A very warm welcome back to all here in Data Science Central. I decided to post today given that a friend in a common Social network shared with me one link that I thought to be in the interest of the community of good and responsible Data Scientists, as it were.
It concerns a blog post from Quantopian, which is an interesting new crowd-sourced investing platform vendor, a new breed that is emerging in the field of Quantitative Finance and Fund Management. In a somewhat academic but certainly informed pragmatic way the post delves in some of the intricacies of Data Science topics like the relationship between Models and Inference, the problems of how to fit the data in the Model, etc. It was nice reading specially coming from a field that is Data intensive, even if not that much sharing of knowledge intensive, but that is another story. I hope the readers will like and.... well share it.
Here are some excerpts and images:
Unfortunately, as anyone who has done such a thing can attest, it can be extremely difficult to fit your dream model and requires you to take many short-cuts for mathematical convenience. For example, everyone knows that financial returns are not normally distributed but still, explicitly or implicitly this assumption is still made a lot (e.g. the Sharpe ratio as I show in my talk, but also every time you use a linear regression like when estimating financial alpha and beta). Why? Because it's so convenient to work with! Thus, statistical modeling more often looks like this in reality:
So a lot of times we don't build the models we think best capture our data but rather the models we can make inference on.

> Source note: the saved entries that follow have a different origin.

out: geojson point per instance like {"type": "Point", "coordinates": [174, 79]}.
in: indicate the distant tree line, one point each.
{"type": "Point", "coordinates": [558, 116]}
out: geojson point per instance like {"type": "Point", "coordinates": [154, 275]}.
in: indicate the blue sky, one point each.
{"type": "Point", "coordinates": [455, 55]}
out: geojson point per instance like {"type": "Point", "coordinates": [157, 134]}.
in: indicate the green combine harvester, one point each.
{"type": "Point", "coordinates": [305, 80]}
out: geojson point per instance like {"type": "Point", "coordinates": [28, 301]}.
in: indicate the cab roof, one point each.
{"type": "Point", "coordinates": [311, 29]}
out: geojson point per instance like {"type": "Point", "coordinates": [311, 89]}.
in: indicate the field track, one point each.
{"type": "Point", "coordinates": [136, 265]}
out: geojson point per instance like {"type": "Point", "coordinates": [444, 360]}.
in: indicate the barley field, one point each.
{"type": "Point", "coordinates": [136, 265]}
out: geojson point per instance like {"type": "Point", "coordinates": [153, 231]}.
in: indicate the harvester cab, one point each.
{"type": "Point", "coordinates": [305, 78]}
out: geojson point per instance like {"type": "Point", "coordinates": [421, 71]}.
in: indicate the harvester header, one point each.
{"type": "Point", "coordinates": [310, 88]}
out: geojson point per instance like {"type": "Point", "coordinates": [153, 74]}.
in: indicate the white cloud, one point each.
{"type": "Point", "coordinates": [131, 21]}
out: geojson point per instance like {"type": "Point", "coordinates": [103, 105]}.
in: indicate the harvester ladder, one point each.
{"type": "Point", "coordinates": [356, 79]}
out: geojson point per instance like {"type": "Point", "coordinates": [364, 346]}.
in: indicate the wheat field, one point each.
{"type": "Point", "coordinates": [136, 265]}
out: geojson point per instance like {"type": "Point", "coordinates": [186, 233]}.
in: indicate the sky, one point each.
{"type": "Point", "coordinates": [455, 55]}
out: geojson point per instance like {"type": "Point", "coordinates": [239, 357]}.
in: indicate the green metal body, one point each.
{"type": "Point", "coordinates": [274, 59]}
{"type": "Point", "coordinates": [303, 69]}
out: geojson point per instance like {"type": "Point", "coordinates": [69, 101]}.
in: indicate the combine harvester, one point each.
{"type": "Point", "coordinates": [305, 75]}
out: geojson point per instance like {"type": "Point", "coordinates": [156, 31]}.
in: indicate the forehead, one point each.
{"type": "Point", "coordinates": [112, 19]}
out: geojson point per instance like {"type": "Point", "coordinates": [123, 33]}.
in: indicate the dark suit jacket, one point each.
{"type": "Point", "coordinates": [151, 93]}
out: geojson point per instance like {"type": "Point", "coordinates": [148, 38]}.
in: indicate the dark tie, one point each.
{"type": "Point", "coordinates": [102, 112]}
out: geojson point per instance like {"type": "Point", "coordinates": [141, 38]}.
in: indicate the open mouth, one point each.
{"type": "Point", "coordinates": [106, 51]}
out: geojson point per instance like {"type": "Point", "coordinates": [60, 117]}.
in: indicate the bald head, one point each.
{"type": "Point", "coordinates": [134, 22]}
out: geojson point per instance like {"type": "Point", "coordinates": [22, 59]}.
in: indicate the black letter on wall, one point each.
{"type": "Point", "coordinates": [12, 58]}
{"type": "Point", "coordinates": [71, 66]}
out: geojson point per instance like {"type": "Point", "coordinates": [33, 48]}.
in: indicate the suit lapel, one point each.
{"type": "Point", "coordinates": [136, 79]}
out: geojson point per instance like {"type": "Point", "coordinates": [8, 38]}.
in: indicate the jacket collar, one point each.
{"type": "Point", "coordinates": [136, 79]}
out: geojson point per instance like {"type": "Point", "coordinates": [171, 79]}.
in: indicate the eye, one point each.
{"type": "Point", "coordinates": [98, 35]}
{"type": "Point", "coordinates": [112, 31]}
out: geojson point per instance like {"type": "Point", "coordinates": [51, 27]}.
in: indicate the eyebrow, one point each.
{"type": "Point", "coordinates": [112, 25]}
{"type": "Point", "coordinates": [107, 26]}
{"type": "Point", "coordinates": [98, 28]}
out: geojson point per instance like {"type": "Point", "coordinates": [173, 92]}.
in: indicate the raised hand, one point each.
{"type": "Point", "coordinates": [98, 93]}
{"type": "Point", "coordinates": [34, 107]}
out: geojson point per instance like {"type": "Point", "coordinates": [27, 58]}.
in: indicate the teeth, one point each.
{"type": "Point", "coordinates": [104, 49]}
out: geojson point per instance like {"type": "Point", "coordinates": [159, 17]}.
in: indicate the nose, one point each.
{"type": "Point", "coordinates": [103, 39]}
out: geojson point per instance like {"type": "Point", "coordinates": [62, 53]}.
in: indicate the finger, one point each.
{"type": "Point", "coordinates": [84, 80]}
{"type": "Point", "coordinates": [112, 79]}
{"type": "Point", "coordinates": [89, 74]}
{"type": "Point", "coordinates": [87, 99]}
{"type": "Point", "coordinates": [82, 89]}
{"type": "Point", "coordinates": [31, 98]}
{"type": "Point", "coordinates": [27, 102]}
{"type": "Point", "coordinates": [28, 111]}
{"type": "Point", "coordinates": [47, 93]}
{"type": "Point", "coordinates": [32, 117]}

I have blogged before about Probabilistic Programming and besides posting the video of a recent talk I gave with accompanying code (see below), I would like to highlight how Probabilistic Programming gets us much closer to the ideal I visualized above. In short, Probabilistic Programming Systems allow you to specific statistical models in code. Once specified in such a way, fitting this model to data (i.e. inference) is completely automatic (if things go well).
The link to the video in the excerpt is a recommendation to learn more about Probabilistic Programming as it can be of great help in dealing with Data Science issues and its problems. Well worth a view.